Le principe II, Compétence et intégrité, stipule : « S’il existe un conflit entre les normes d’exercice de l’Ordre et celles du milieu de travail d’un membre de l’Ordre, celui-ci se doit de se conformer au “Code de déontologie de l’Ordre des travailleurs sociaux et des techniciens en travail social de l’Ontario” et au “Manuel des normes d’exercice” ».[16] Malgré le soulagement qu’elle éprouvait, la membre a déclaré qu’elle trouvait difficile de devoir l’expliquer à son chef.
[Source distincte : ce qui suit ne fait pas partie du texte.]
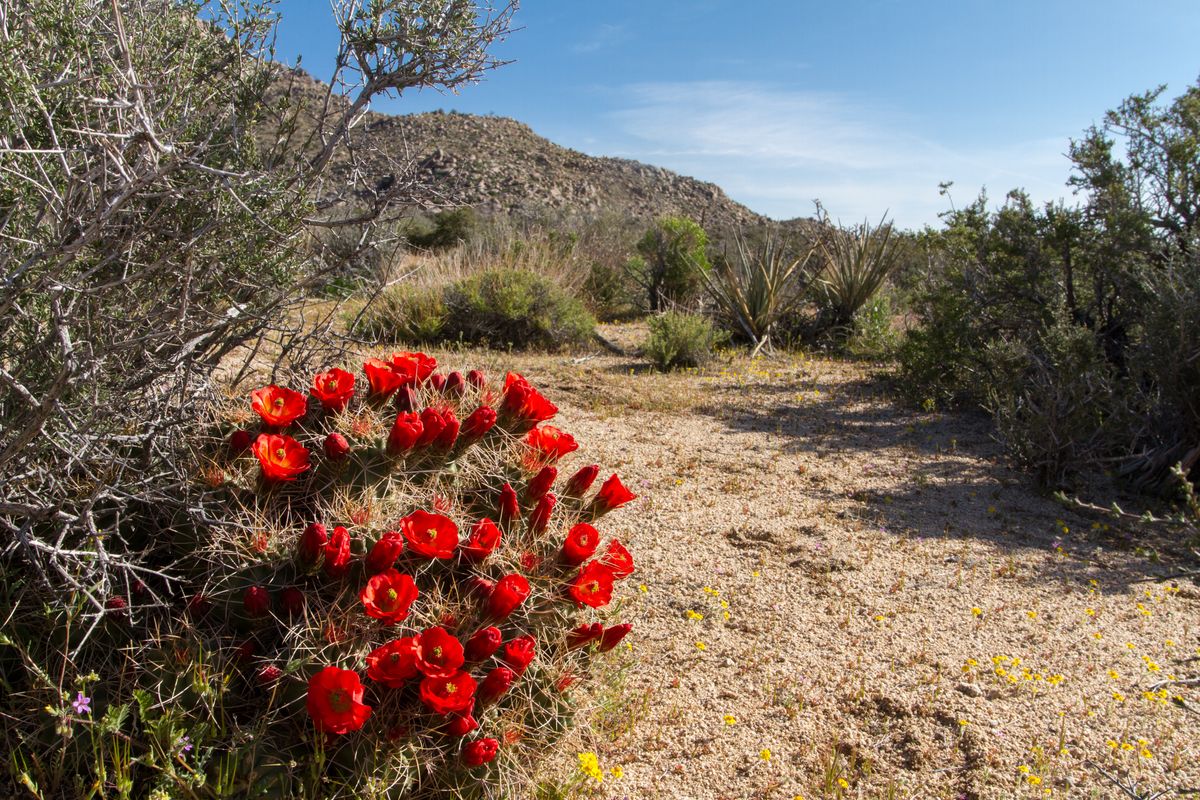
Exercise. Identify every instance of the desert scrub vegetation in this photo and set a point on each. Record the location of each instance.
(681, 340)
(756, 287)
(501, 308)
(672, 256)
(1075, 325)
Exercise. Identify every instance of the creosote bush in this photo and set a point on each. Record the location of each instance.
(400, 588)
(679, 340)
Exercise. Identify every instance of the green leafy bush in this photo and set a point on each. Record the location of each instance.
(679, 340)
(672, 262)
(1075, 326)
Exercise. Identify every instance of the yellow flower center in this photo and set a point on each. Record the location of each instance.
(339, 701)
La membre pourrait se munir des normes et ressources de pratique pertinentes pour aborder cette question avec son chef, afin de démontrer pourquoi elle est tenue documenter ses actes et de fournir l’information demandée à son client. De plus, on a informé la membre que le Service de la pratique professionnelle se tient à la disposition des employeurs et du public pour les renseigner sur les obligations professionnelles des membres. À la fin de la consultation, la membre s’est sentie mieux préparée pour discuter avec son chef de service de ce qu’elle est tenue de faire pour exercer sa profession de façon professionnelle, éthique et responsable.
Conclusion
Cet article a traité de difficultés auxquelles les membres sont confrontés en cas de contradiction entre leur responsabilité professionnelle et les exigences de leur lieu de travail ou la pression exercée par leurs collègues. Dans de tels cas, il faut consulter le Code de déontologie et manuel des normes d’exercice pour faciliter la prise de décision, car il établit les normes minimales de pratique et de conduite professionnelles. La législation et les politiques pertinentes qui s’appliquent au lieu de travail d’un membre doivent également être prises en considération.
Les membres trouveront sous la rubrique Pratique professionnelle du site Web de l’Ordre de nombreuses ressources qui les aideront dans leur prise de décision. Les membres peuvent aussi consulter le Service de la pratique professionnelle. De plus, lorsqu’ils sont aux prises avec des problèmes difficiles dans l’exercice de leur profession, les membres auraient sans doute intérêt à en discuter avec un plus grand nombre de personnes, comme des collègues, un chef de service ou un superviseur, ou encore un avocat.